The ensuing panic nearly caused the collapse of global finance. That was prevented only by a massive government bailout program that was deeply unpopular with voters, and by the Federal Reserve's direct intervention in financial markets.

Those dark days occurred in an environment of little transparency about complex financial instruments called "derivatives." Investors, regulators and even CEOs of major financial firms were in the dark about some of these instruments. Absent clear information, everyone ran scared.

Q: I hear about transparency all the time. Why does it matter?

A: The lack of information about complex bets made on the probability of bond defaults was one reason the Federal Reserve stepped in and took majority ownership in insurance giant American International Group. Trillions of dollars' worth of private two-way bets were occurring outside regulators' view, and AIG was the biggest player. Today taxpayers could still be on the hook for about $162.5 billion, partly due to AIG's involvement in credit-default swaps.

Under the new law, however, deposit-taking institutions will be forbidden from significant involvement in the market for these swaps, which are bets on the chance of a bond default. Most derivatives transactions will have to occur on an exchange or central clearinghouse. There'll be real-time information about any given trade and, more broadly, about the swaps market, data that didn't exist when the meltdown hit in 2008.

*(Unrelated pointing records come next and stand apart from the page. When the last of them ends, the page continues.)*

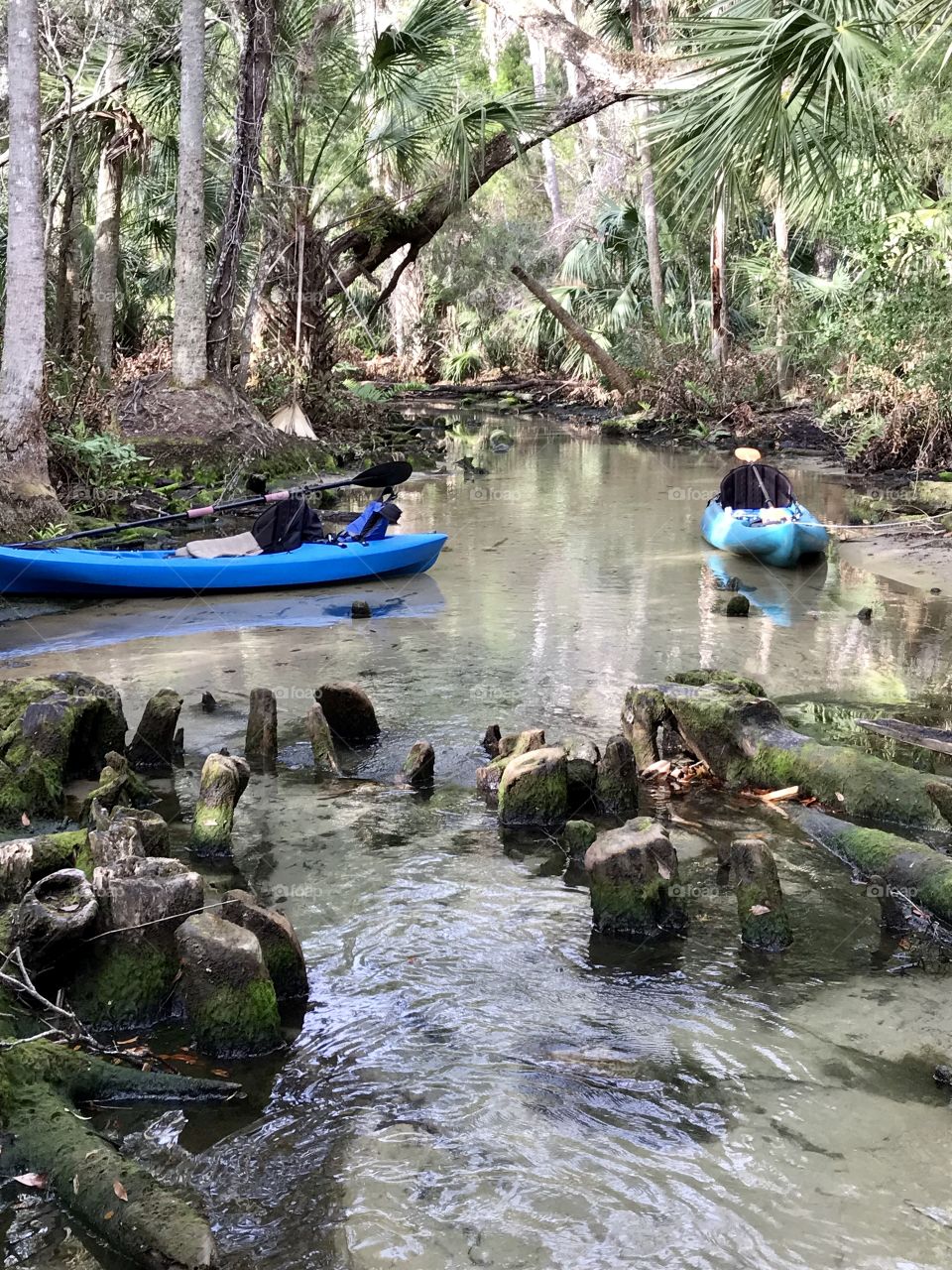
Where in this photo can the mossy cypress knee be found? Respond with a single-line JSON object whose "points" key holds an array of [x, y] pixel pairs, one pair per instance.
{"points": [[765, 922], [617, 780], [154, 744], [262, 731], [223, 781], [230, 1000], [534, 792], [633, 871]]}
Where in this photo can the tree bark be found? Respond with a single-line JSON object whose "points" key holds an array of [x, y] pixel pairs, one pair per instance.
{"points": [[537, 56], [24, 479], [254, 82], [780, 232], [188, 339], [616, 375], [720, 313]]}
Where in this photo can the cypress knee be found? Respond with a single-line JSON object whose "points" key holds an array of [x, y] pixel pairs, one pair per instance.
{"points": [[765, 922], [223, 781], [262, 734], [154, 744]]}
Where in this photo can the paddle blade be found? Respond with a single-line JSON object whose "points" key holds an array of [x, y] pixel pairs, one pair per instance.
{"points": [[384, 475]]}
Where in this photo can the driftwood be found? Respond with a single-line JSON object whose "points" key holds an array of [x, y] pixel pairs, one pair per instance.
{"points": [[748, 744], [910, 734]]}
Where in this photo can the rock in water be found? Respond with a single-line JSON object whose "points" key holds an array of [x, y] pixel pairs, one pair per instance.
{"points": [[230, 1001], [576, 838], [633, 871], [349, 712], [583, 756], [420, 765], [325, 760], [55, 915], [281, 948], [738, 606], [54, 729], [128, 975], [765, 922], [153, 748], [617, 780], [223, 781], [534, 792], [262, 733]]}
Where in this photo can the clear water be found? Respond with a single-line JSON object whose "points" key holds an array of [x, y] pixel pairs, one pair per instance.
{"points": [[479, 1080]]}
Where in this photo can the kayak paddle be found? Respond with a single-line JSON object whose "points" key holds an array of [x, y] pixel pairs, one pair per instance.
{"points": [[375, 477], [748, 454]]}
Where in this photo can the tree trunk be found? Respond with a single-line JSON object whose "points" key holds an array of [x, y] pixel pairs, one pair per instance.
{"points": [[537, 56], [780, 232], [24, 480], [105, 246], [66, 227], [188, 339], [616, 375], [720, 314], [254, 82], [748, 744]]}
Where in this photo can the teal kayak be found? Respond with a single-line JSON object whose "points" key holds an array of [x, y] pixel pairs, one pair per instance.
{"points": [[780, 543], [77, 572]]}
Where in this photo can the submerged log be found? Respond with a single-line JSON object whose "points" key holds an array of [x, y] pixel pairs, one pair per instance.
{"points": [[223, 781], [153, 748], [41, 1087], [747, 743], [915, 873], [262, 733]]}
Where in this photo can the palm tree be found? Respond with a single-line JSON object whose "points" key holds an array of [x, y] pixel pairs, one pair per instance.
{"points": [[27, 494], [788, 96]]}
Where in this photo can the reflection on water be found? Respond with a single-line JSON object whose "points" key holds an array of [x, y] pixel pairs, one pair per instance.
{"points": [[480, 1080]]}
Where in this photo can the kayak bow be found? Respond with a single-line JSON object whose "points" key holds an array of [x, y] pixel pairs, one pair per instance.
{"points": [[782, 543], [76, 572]]}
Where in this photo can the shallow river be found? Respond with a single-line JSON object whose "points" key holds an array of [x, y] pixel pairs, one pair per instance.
{"points": [[479, 1080]]}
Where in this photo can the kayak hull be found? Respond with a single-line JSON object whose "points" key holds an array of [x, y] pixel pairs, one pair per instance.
{"points": [[782, 545], [76, 572]]}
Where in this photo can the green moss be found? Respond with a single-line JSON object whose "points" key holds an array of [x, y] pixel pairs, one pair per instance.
{"points": [[631, 910], [55, 851], [238, 1020], [699, 679], [125, 984]]}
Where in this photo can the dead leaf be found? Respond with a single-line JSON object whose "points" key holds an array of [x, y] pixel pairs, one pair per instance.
{"points": [[37, 1180]]}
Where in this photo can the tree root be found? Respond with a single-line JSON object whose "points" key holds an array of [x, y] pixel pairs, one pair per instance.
{"points": [[125, 1206]]}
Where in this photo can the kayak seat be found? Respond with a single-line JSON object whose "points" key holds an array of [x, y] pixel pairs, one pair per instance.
{"points": [[217, 549], [740, 488]]}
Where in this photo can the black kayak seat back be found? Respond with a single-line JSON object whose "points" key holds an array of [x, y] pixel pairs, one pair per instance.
{"points": [[740, 488], [286, 525]]}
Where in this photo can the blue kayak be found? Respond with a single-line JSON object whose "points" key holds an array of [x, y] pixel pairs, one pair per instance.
{"points": [[782, 543], [77, 572]]}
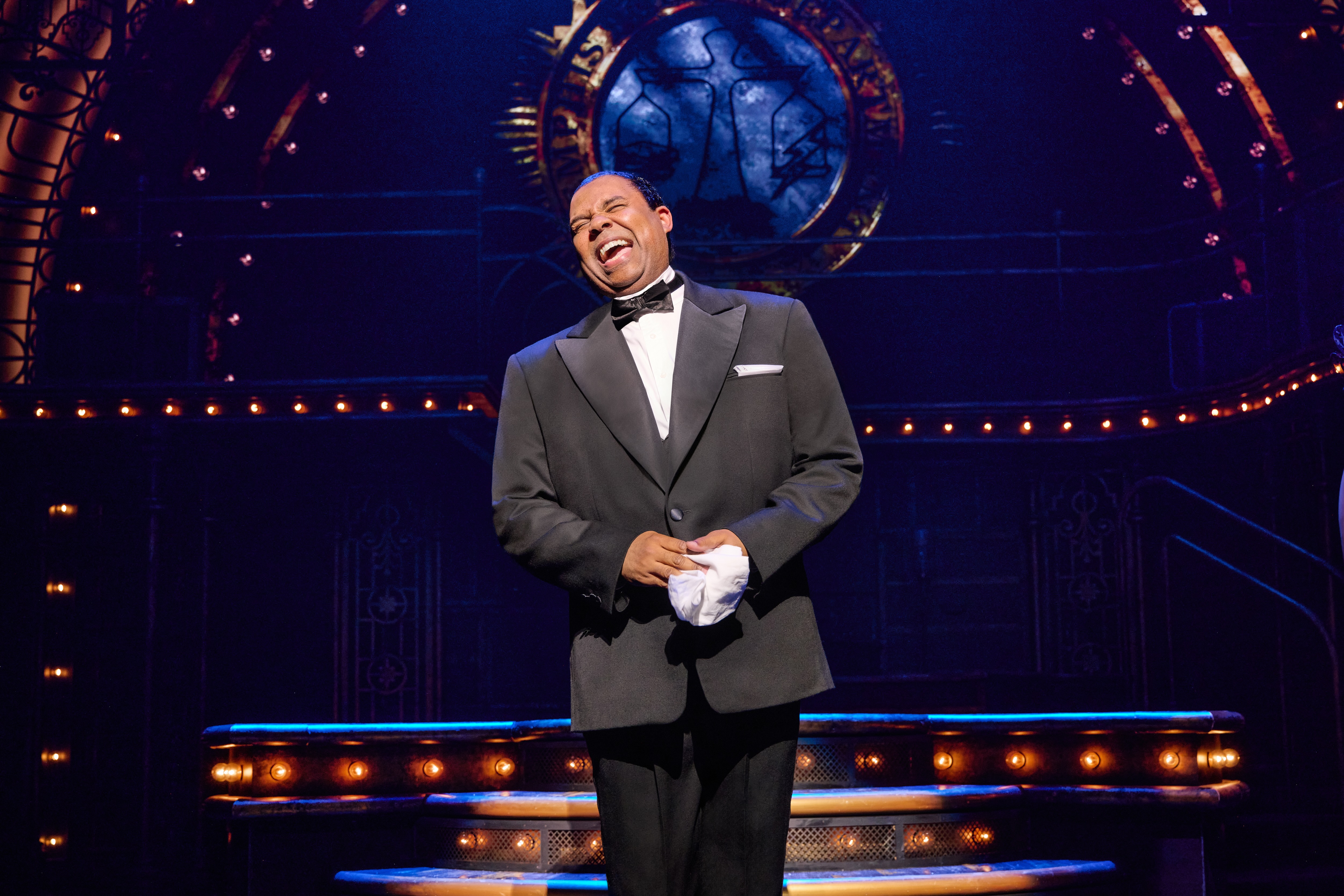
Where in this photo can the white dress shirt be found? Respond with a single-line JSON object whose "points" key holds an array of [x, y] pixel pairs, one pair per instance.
{"points": [[652, 340]]}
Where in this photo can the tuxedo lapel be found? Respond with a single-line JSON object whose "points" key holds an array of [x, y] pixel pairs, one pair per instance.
{"points": [[605, 373], [706, 343]]}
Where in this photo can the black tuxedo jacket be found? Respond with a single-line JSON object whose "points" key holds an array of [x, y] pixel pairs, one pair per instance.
{"points": [[580, 472]]}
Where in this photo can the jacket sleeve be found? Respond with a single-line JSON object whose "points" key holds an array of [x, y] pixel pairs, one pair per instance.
{"points": [[557, 546], [827, 464]]}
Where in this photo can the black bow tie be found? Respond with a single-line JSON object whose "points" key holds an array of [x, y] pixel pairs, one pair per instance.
{"points": [[655, 300]]}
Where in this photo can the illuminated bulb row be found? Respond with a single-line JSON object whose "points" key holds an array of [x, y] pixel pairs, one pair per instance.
{"points": [[1091, 760], [1147, 421], [175, 409], [521, 840], [232, 772]]}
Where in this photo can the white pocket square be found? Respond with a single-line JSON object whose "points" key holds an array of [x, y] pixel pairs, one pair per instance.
{"points": [[757, 370]]}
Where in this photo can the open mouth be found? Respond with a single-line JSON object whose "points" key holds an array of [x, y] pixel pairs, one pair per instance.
{"points": [[613, 253]]}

Greed or malfeasance won't disappear from Wall Street, but regulators and investors will have more information than ever before to combat it.

Q: The legislation doesn't fix Fannie Mae and Freddie Mac. Weren't they a cause of the crisis?

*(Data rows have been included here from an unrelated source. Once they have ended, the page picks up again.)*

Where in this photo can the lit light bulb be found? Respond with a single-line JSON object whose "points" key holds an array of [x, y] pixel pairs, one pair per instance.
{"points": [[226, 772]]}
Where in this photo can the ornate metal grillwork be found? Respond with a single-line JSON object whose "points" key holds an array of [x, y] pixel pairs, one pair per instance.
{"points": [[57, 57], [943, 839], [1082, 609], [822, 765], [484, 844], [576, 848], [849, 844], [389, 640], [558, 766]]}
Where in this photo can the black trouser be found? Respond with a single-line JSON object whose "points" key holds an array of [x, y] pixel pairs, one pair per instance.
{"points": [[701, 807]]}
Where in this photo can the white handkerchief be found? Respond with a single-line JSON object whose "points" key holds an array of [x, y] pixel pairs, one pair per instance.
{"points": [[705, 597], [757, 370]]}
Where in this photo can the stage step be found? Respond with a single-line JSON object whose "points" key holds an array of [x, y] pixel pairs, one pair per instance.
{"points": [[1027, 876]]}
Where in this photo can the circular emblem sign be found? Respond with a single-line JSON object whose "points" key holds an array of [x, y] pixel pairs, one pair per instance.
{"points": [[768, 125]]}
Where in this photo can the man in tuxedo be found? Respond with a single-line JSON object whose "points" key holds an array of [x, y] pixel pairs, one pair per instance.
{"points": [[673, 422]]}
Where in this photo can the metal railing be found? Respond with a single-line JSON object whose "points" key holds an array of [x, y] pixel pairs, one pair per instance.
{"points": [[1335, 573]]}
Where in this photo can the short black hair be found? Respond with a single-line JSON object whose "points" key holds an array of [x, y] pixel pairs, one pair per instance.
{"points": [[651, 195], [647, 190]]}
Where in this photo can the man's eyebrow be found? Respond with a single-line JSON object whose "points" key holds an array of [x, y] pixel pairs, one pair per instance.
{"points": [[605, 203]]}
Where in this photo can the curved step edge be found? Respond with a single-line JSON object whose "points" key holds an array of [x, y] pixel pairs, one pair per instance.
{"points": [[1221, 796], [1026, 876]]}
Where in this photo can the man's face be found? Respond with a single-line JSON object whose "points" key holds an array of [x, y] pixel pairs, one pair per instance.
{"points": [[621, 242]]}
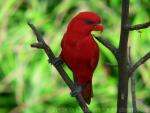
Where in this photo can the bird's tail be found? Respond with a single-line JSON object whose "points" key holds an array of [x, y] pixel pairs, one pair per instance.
{"points": [[87, 92]]}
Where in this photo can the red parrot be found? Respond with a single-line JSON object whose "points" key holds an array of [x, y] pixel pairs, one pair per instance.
{"points": [[80, 51]]}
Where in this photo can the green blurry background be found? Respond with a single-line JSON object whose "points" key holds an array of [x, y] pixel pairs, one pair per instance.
{"points": [[28, 84]]}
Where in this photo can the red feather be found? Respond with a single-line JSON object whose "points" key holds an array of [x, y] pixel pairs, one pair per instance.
{"points": [[80, 51]]}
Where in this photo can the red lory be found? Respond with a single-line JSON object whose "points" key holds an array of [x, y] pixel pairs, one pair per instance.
{"points": [[80, 51]]}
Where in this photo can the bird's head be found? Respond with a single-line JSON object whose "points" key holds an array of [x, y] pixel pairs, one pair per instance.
{"points": [[85, 22]]}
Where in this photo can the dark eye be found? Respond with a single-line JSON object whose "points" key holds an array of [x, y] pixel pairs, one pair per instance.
{"points": [[89, 21]]}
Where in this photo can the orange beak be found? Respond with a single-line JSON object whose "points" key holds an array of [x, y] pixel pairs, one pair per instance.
{"points": [[98, 27]]}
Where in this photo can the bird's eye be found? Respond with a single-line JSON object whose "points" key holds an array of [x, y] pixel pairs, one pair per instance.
{"points": [[89, 21]]}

A: Yes. The two mortgage finance giants, now in government conservatorship, certainly were contributing factors to the financial crisis. The Obama administration and congressional Democrats opted to leave Fannie and Freddie out of the bill, ostensibly to address them in separate legislation once the housing market recovers.

Fannie and Freddie buy mortgages originated by banks, then bundle them for sale to investors as bonds. From 2000 to 2006, Wall Street banks jumped aggressively into this business and out-competed Fannie and Freddie. In 2007, these Wall Street bonds backed by pools of U.S. mortgages began blowing up, and on came the financial meltdown.

Right now, Fannie and Freddie are the only mortgage-bond game in town. The private sector's secondary market, where Wall Street banks passed on their mortgages, is frozen. When this market revives, banks and other mortgage originators will have to keep a portion of what they generate on their own balance sheets to ensure they have capital at risk. This wasn't required during the run-up to the crisis.

Q: Will the bill prevent financial crises?

A: Probably not. The legislation mostly fights the previous crisis, not the next one, and Wall Street always finds innovative new ways to make markets spin. Regulators are empowered with new authority to police for risk. Banks will be required to have more cash on hand to cover losses. This will limit their risk-taking capabilities, and the authorities can order big financial firms to get smaller or face government intervention.

Financial markets are highly complex and ever innovating. A hard lesson of the financial crisis is that markets are profoundly interconnected, and in unexpected ways.

When Lehman Brothers filed for bankruptcy in September 2008, an unpleasant surprise followed days later.

Investors fled money market funds that pay 2 percent or 3 percent interest. To pay that interest, the funds take deposits or contributions and invest them in short-term debt issued by corporations called commercial paper. This sort of activity was always viewed as risk free.

However, Lehman was an issuer of commercial paper, and when it went bankrupt, panic ensued in places no one expected. Big manufacturers such as General Electric suddenly couldn't find buyers for their short-term debt, and investors frowned on putting savings at risk for the small returns offered in the money market funds that days earlier had been considered as safe as cash.

That's all to say that linkages are often hard to see. The best the legislation can hope to achieve is to provide regulators with an ample tool box, and it appears to do that. It will be up to the regulators to use the tools wisely.